Q-omics provides the consensus-scored SMG7-AS1 profile across patient tissues and cancer cell-line models. SMG7-AS1 expression is associated with patient survival in 23 of 34 cancer types, with the highest sampling consensus in KICH. Among the 18 cancer types available for tumor–normal comparison, SMG7-AS1 is differentially expressed in 14, with the highest sampling consensus in COAD. Additionally, SMG7-AS1 RNA expression shows 18,947 significant gene co-expression associations, with the highest sampling consensus in KIRP. Together, these results highlight KICH, COAD, and KIRP as cancer lineages where SMG7-AS1 shows reproducible signals across survival, tumor–normal expression, and patient cross-omics analyses.

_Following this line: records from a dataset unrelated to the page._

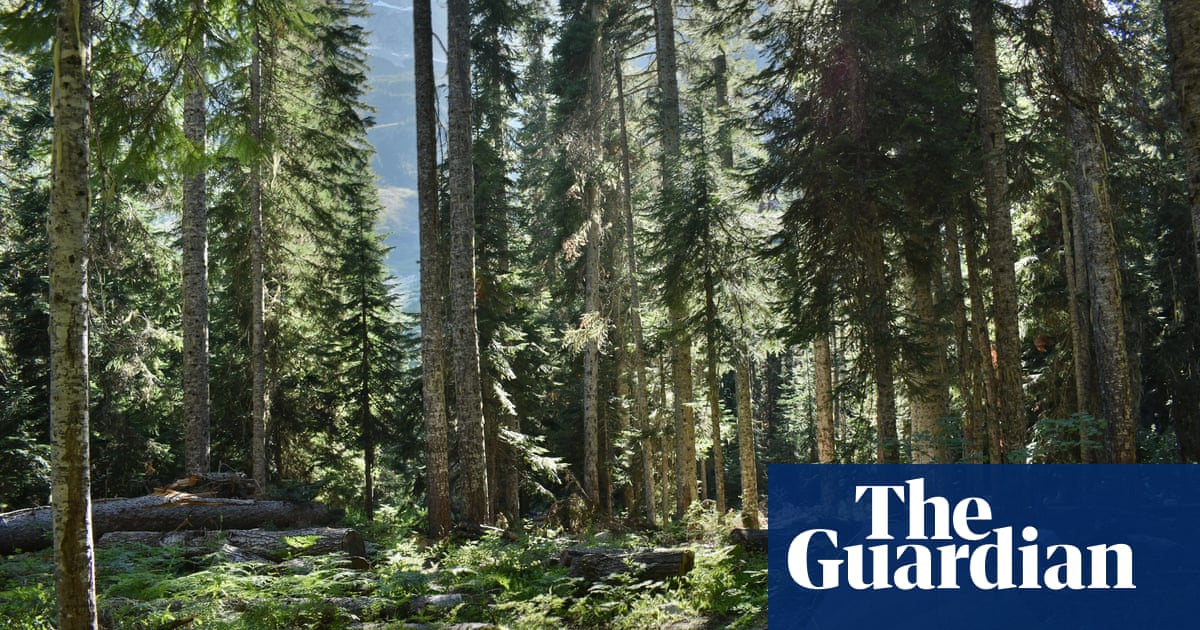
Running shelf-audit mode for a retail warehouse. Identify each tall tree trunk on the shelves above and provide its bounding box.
[863,229,900,463]
[613,55,655,524]
[971,0,1027,463]
[181,0,209,474]
[413,0,450,538]
[908,263,947,463]
[446,0,492,523]
[812,334,838,463]
[946,216,988,463]
[654,0,696,516]
[250,24,270,488]
[704,50,733,514]
[583,182,600,510]
[655,354,674,523]
[701,269,725,514]
[667,306,697,517]
[1054,0,1138,463]
[964,212,1004,463]
[583,0,604,510]
[1163,0,1200,304]
[1058,184,1103,463]
[48,0,98,630]
[736,343,761,529]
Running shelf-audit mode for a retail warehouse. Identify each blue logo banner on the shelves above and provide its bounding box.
[768,466,1200,630]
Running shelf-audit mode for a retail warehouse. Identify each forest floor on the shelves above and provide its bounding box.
[0,504,767,630]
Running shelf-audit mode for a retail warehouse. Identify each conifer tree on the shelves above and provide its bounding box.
[182,0,210,473]
[49,0,98,630]
[446,0,492,523]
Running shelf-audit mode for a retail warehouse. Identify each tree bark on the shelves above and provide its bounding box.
[971,0,1027,463]
[964,211,1004,463]
[181,0,209,473]
[667,306,698,517]
[730,528,770,552]
[863,229,900,463]
[1163,0,1200,304]
[613,51,655,524]
[1052,0,1138,463]
[96,527,367,563]
[49,0,98,630]
[704,268,725,514]
[0,491,334,554]
[908,263,947,463]
[1058,191,1103,463]
[413,0,450,538]
[946,216,988,463]
[654,0,697,517]
[446,0,492,523]
[812,334,838,463]
[736,343,761,529]
[250,24,270,488]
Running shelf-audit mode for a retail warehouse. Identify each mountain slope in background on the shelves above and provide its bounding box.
[364,0,445,311]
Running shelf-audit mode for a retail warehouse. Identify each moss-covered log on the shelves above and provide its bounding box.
[562,548,696,582]
[0,491,334,554]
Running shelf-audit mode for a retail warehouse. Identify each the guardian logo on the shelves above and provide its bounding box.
[787,478,1136,590]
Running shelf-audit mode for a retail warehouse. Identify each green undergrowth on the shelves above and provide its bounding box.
[0,510,767,630]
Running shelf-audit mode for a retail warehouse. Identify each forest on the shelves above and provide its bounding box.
[0,0,1200,629]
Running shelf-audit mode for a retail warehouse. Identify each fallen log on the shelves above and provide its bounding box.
[560,548,696,582]
[160,473,263,499]
[452,523,517,541]
[730,528,767,552]
[96,527,367,563]
[0,490,334,554]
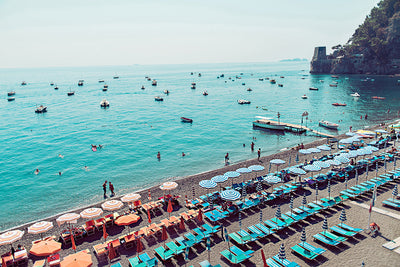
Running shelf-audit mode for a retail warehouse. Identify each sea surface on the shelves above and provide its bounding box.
[0,62,400,230]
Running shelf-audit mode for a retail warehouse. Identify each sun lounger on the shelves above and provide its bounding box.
[154,246,175,261]
[329,226,357,236]
[297,242,326,255]
[313,234,341,246]
[220,249,251,264]
[291,245,318,260]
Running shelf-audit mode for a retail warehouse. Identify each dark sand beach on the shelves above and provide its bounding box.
[0,124,400,266]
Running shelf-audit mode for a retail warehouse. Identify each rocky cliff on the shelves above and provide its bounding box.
[310,0,400,74]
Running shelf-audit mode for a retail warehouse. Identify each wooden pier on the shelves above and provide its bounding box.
[253,119,335,138]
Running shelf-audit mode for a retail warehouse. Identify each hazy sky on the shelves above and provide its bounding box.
[0,0,379,68]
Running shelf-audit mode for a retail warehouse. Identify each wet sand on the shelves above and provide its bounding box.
[0,124,400,266]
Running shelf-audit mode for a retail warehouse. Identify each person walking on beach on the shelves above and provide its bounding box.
[103,180,107,196]
[108,182,115,197]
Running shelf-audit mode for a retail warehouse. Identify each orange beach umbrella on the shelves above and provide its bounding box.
[29,240,61,257]
[61,251,93,267]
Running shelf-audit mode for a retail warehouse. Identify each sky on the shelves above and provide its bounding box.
[0,0,379,68]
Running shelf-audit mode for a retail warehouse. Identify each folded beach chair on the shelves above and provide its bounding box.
[220,249,251,264]
[154,246,175,261]
[297,242,326,255]
[329,226,357,237]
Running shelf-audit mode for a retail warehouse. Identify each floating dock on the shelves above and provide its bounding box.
[253,119,335,138]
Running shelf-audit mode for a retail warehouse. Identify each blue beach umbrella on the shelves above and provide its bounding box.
[220,189,241,201]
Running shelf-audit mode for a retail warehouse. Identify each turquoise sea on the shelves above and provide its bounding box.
[0,62,400,230]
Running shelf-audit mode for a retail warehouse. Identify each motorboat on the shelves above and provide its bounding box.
[100,99,110,108]
[319,120,339,130]
[238,99,251,105]
[181,117,193,123]
[35,105,47,113]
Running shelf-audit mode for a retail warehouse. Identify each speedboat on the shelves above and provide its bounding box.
[238,99,251,105]
[100,99,110,108]
[35,105,47,113]
[319,120,339,130]
[181,117,193,123]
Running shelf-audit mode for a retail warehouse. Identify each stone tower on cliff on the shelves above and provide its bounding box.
[310,46,331,73]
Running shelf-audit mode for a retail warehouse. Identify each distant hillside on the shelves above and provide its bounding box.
[310,0,400,74]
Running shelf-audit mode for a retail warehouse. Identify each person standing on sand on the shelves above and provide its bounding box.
[103,180,107,196]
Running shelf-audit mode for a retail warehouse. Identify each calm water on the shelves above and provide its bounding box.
[0,62,400,230]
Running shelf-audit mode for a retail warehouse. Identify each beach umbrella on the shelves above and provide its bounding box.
[0,230,25,246]
[339,208,347,226]
[101,199,124,211]
[279,243,286,264]
[28,221,53,238]
[392,184,399,200]
[275,205,282,219]
[29,239,62,257]
[80,208,103,219]
[322,216,328,232]
[261,249,268,267]
[60,251,93,267]
[56,213,81,226]
[220,189,241,201]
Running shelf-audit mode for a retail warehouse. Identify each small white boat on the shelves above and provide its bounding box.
[100,99,110,108]
[319,120,339,130]
[238,99,251,105]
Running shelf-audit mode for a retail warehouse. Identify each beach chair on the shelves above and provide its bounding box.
[220,249,251,264]
[154,246,175,261]
[291,245,319,260]
[337,223,364,233]
[297,242,326,255]
[329,226,357,237]
[313,234,341,246]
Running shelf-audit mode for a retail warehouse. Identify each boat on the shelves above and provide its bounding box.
[181,117,193,123]
[35,105,47,113]
[100,99,110,108]
[319,120,339,130]
[238,99,251,105]
[253,119,285,131]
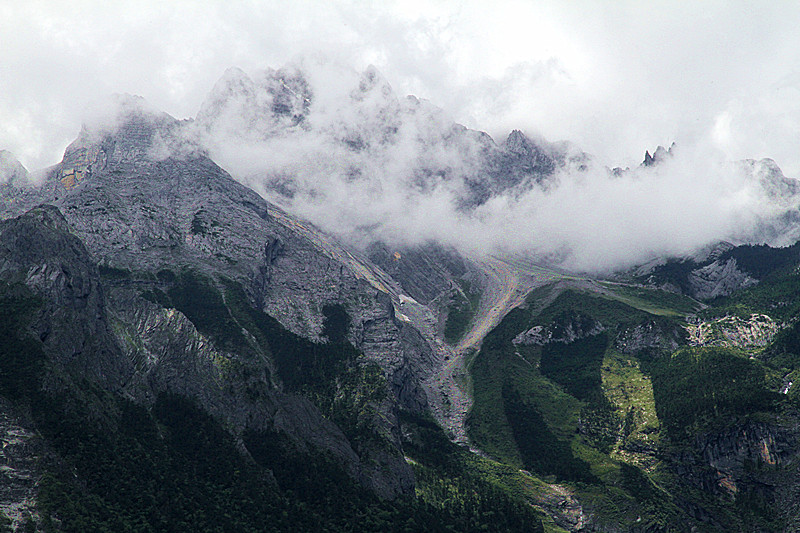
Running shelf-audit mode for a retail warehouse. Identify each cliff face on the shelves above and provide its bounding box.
[0,102,440,504]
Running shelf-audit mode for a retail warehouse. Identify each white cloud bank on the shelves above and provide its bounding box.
[0,0,800,172]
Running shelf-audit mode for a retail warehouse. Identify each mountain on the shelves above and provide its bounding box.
[196,66,589,208]
[0,69,800,531]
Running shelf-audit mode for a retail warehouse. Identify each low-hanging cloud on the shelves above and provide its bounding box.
[194,62,798,272]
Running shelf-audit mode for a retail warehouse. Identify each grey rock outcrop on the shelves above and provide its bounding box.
[512,313,605,346]
[689,258,758,299]
[0,150,28,185]
[0,99,434,498]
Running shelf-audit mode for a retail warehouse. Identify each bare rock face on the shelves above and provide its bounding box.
[0,400,44,528]
[0,206,132,390]
[689,258,758,299]
[614,320,686,355]
[513,313,605,346]
[0,150,28,185]
[0,99,435,498]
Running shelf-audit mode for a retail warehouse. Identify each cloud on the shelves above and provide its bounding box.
[197,60,800,272]
[0,0,800,175]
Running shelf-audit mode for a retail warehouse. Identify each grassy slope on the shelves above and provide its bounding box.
[468,286,770,530]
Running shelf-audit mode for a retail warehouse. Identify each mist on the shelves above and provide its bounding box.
[0,0,800,270]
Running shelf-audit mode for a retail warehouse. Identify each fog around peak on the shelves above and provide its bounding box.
[196,65,800,272]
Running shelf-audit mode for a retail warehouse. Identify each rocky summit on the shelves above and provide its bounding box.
[0,67,800,532]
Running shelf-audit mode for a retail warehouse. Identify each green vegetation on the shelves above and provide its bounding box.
[444,280,480,344]
[0,282,44,400]
[648,348,778,441]
[601,282,700,317]
[468,289,712,530]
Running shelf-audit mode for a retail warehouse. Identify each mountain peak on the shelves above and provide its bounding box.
[0,150,28,185]
[641,142,675,167]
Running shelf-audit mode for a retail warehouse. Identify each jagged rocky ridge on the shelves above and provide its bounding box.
[0,64,798,530]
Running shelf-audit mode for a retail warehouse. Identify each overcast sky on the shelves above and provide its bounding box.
[0,0,800,177]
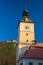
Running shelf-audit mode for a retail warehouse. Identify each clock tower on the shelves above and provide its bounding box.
[17,9,35,59]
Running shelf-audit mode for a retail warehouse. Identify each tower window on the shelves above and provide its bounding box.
[27,40,28,42]
[26,33,28,36]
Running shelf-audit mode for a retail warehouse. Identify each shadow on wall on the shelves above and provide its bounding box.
[0,42,16,65]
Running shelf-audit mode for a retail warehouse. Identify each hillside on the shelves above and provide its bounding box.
[0,42,16,65]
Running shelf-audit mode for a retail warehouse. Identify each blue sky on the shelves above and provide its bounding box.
[0,0,43,42]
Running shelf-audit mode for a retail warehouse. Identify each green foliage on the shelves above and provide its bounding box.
[0,42,16,65]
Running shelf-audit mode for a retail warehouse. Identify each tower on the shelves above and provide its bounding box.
[17,9,35,60]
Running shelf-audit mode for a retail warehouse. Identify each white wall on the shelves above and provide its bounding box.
[23,58,43,65]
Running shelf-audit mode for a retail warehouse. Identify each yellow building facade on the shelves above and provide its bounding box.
[17,9,35,64]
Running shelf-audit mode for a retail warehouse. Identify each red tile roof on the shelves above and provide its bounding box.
[24,44,43,59]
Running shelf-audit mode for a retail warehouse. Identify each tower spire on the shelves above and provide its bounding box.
[22,9,28,17]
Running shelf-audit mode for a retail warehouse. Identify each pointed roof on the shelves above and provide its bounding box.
[22,9,28,17]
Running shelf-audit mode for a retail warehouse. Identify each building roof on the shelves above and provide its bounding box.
[24,44,43,59]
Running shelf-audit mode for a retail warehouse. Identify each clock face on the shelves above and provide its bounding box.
[25,26,29,29]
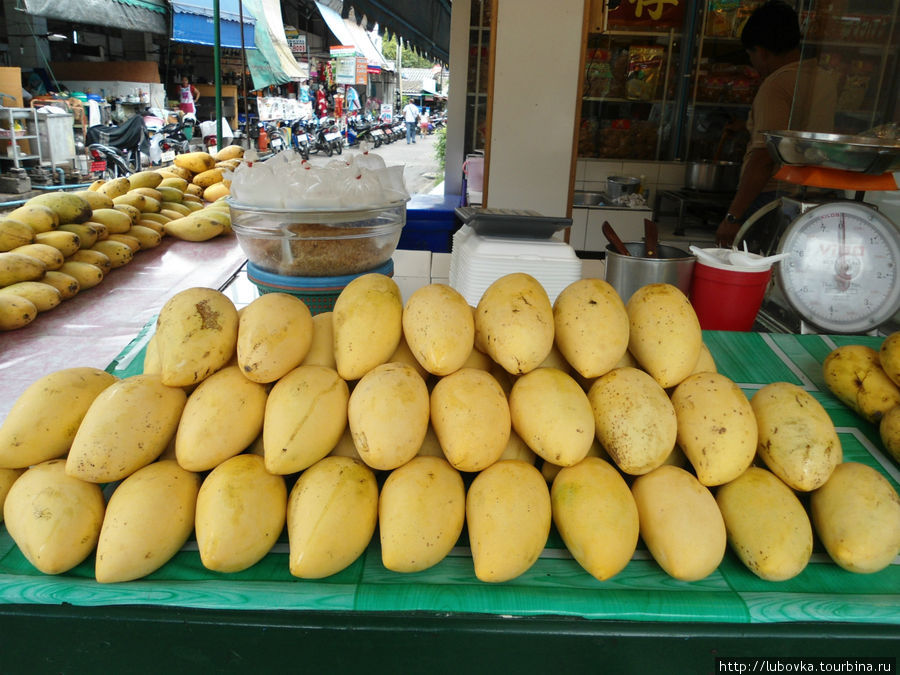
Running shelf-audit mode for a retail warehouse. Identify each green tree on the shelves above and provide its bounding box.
[381,35,434,68]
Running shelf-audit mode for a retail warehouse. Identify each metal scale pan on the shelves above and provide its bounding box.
[738,131,900,334]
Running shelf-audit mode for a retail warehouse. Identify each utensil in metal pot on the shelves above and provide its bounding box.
[685,160,741,192]
[644,218,659,258]
[606,241,697,302]
[606,176,641,201]
[601,220,631,255]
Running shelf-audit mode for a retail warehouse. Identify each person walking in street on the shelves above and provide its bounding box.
[716,0,837,247]
[403,100,419,145]
[178,75,200,115]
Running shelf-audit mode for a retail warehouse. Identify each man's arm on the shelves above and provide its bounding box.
[716,148,775,246]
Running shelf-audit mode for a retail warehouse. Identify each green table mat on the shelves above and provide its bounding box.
[0,324,900,624]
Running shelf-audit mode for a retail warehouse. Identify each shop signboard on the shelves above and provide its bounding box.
[353,56,369,85]
[334,56,356,84]
[287,35,306,54]
[328,45,356,59]
[604,0,687,31]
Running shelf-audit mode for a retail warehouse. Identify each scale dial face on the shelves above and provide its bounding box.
[778,202,900,333]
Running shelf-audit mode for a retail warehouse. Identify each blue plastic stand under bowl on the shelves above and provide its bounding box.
[247,259,394,314]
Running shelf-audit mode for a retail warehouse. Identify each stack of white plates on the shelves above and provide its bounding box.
[450,225,581,307]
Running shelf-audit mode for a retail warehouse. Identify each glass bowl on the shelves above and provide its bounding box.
[228,199,406,277]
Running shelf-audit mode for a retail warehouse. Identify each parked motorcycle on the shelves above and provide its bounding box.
[347,117,381,148]
[291,120,314,159]
[148,115,197,166]
[85,115,150,180]
[310,117,344,157]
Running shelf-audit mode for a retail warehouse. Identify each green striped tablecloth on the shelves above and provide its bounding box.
[0,327,900,624]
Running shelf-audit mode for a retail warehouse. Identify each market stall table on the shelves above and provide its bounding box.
[0,252,900,672]
[0,237,245,419]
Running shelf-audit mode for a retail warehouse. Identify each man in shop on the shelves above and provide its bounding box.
[178,75,200,115]
[403,99,419,145]
[716,0,837,247]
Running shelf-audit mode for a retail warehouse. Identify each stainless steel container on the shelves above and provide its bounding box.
[685,160,741,192]
[606,242,697,302]
[606,176,641,201]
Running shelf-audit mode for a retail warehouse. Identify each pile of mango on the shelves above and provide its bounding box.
[0,146,243,330]
[0,273,900,583]
[823,331,900,462]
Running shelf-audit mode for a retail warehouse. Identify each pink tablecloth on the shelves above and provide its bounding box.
[0,237,245,421]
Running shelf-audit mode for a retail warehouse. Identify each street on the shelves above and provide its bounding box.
[298,127,443,195]
[0,127,443,209]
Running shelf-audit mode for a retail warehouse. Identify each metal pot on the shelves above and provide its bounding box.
[606,241,697,302]
[685,160,741,192]
[606,176,641,201]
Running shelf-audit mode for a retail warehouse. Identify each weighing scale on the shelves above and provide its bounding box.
[735,131,900,334]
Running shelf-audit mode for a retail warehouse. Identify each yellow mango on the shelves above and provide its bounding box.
[553,279,629,377]
[0,469,25,522]
[509,367,594,466]
[66,375,187,483]
[332,273,403,380]
[810,462,900,574]
[3,459,106,574]
[287,457,378,579]
[0,367,118,469]
[431,368,512,471]
[194,455,287,572]
[475,272,554,375]
[95,460,200,584]
[631,464,726,581]
[263,366,350,474]
[716,466,813,581]
[466,460,551,582]
[625,284,703,389]
[237,293,313,382]
[378,456,466,572]
[175,366,267,471]
[672,372,758,486]
[750,382,843,492]
[302,312,337,370]
[347,363,429,470]
[550,457,640,581]
[588,367,678,475]
[403,284,475,375]
[156,287,238,387]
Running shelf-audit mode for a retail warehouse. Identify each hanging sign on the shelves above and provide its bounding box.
[287,35,306,54]
[604,0,686,30]
[353,56,369,84]
[334,56,356,84]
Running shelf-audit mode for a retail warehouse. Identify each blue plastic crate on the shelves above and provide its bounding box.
[397,195,461,253]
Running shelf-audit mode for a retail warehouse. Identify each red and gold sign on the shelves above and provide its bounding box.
[606,0,685,31]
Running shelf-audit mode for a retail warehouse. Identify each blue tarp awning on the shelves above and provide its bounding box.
[171,0,256,49]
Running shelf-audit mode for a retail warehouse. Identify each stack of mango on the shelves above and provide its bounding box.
[0,146,243,330]
[0,273,900,582]
[824,332,900,463]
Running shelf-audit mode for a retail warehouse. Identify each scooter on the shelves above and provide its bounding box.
[347,117,381,148]
[149,116,196,166]
[311,117,344,157]
[85,115,149,180]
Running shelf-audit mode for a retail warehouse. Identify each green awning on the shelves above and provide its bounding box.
[243,0,303,89]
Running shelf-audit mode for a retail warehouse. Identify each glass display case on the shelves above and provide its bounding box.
[463,0,493,156]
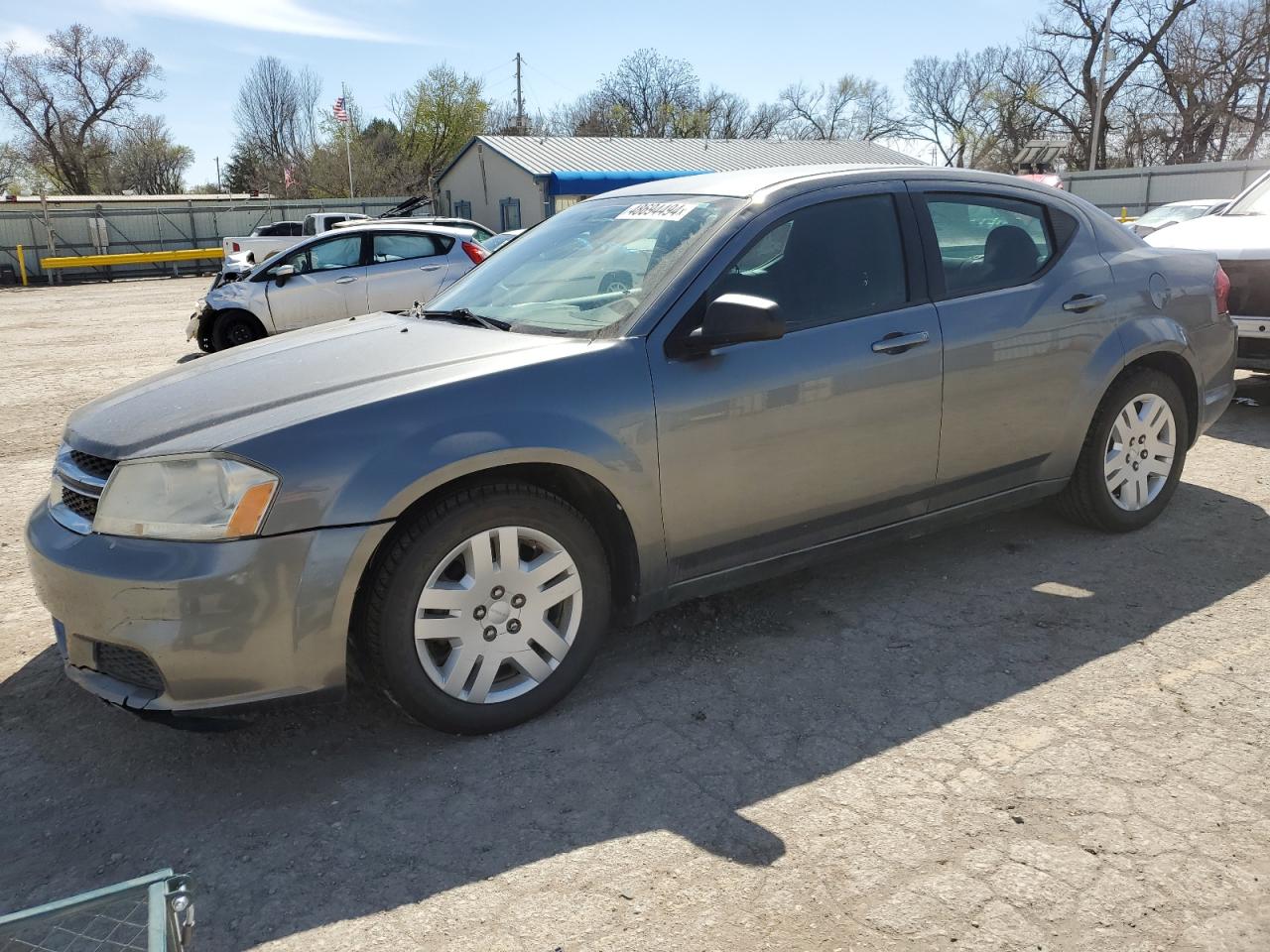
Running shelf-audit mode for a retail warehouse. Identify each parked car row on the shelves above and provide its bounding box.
[1146,173,1270,372]
[27,167,1234,733]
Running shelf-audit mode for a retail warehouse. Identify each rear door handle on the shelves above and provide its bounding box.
[874,330,931,354]
[1063,295,1107,313]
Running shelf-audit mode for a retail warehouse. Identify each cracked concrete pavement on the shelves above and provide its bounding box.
[0,280,1270,952]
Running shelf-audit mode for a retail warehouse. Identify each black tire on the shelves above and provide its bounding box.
[194,317,216,354]
[210,311,264,350]
[1056,367,1190,532]
[597,272,632,295]
[358,482,611,734]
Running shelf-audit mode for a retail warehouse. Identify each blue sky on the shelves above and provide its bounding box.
[0,0,1044,182]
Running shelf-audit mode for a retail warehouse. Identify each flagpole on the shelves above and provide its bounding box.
[339,82,353,202]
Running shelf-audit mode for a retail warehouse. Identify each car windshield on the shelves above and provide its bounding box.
[1137,204,1207,225]
[428,195,743,336]
[1223,176,1270,214]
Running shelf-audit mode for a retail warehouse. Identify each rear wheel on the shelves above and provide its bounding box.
[211,311,264,350]
[1058,368,1190,532]
[363,484,609,734]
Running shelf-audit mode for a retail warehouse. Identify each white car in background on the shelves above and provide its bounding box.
[1125,198,1230,237]
[1144,173,1270,372]
[186,222,489,353]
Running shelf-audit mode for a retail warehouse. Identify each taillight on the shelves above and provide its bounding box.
[1212,266,1230,313]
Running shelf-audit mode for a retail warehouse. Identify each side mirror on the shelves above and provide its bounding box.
[685,295,785,355]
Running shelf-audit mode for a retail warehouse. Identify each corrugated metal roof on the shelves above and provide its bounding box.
[463,136,920,176]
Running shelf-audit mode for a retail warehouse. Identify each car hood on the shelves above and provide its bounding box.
[64,313,589,459]
[1143,214,1270,260]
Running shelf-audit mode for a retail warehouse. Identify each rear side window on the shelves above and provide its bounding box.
[701,195,908,331]
[926,194,1051,298]
[372,234,453,264]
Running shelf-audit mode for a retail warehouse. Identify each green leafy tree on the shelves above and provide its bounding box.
[390,63,489,191]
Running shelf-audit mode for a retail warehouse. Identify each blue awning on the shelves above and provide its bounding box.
[548,169,708,195]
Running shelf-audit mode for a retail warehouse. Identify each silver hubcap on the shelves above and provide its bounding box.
[414,526,581,704]
[1102,394,1178,512]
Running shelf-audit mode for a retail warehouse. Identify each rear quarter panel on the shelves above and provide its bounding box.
[1107,246,1235,435]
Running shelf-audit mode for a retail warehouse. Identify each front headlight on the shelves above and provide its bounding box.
[92,456,278,540]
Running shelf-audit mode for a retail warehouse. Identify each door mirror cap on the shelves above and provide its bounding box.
[685,294,785,354]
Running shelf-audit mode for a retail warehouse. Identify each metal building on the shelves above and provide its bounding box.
[437,136,920,231]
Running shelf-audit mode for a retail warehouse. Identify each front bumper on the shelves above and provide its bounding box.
[27,503,389,713]
[1233,317,1270,371]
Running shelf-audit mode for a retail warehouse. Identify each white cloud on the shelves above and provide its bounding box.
[113,0,412,44]
[0,24,49,54]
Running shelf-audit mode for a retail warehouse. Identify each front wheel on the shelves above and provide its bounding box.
[210,311,264,350]
[1058,368,1190,532]
[363,484,609,734]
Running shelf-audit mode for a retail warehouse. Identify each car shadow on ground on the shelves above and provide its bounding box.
[0,484,1270,948]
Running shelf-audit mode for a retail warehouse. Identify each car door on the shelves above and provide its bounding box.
[267,235,366,331]
[649,182,941,583]
[912,181,1114,508]
[366,231,454,311]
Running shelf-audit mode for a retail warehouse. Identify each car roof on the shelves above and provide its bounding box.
[315,218,472,237]
[597,164,1065,198]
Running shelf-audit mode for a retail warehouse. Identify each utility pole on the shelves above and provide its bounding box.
[1089,0,1116,172]
[516,54,525,136]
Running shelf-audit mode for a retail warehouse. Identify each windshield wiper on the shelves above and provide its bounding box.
[423,307,512,330]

Every result is evaluated using two consensus scores. Sampling consensus measures how consistently a finding is reproduced within a cancer lineage across different conditions. Lineage consensus measures how broadly the result is shared across cancer types, distinguishing pan-cancer signals from lineage-specific patterns.
Premium analyses for SMG7-AS1 — synthetic lethality, tumor antigen, and pembrolizumab response.
This table summarizes SMG7-AS1 survival associations across molecular data types. SMG7-AS1 RNA expression shows survival associations in the most cancer types (23). The rightmost column indicates the cancer type with the highest sampling consensus for each molecular layer.
This table ranks reproducible SMG7-AS1 RNA expression–survival associations across cancer types. High SMG7-AS1 expression shows unfavorable associations in KICH, BLCA, THCA and ACC, but favorable associations in READ and HNSC. The KICH Kaplan–Meier curve shows clear separation, with the high-expression group declining faster, consistent with the unfavorable association (log-rank p = .001). Together, the overview and detailed table identify KICH as the clearest survival context for SMG7-AS1 RNA expression.
This table summarizes SMG7-AS1 tumor–normal expression differences by data type. RNA shows broader differences across cancer types, with a lineage consensus of 14. The strongest signals are observed in COAD for RNA.
This table ranks reproducible tumor–normal expression differences for SMG7-AS1. A negative fold-change indicates higher expression in normal tissue than in tumor tissue. SMG7-AS1 shows lower tumor expression in THCA and higher tumor expression in COAD, HNSC, LIHC, BLCA and KIRP. The COAD box plot shows higher SMG7-AS1 RNA expression in tumor versus normal tissue (log2 FC = +0.426, t-test p < 0.001).
This table shows molecular features associated with SMG7-AS1 in patient tissues and cancer cell lines. In patient samples, SMG7-AS1 shows the broadest associations at the RNA and protein expression levels, with KIRP recurring as the lineage with the largest associated feature set. In cancer cell lines, SMG7-AS1 RNA and mutation anchors are most strongly linked to RNA-expression features, especially in NCI60_ALL.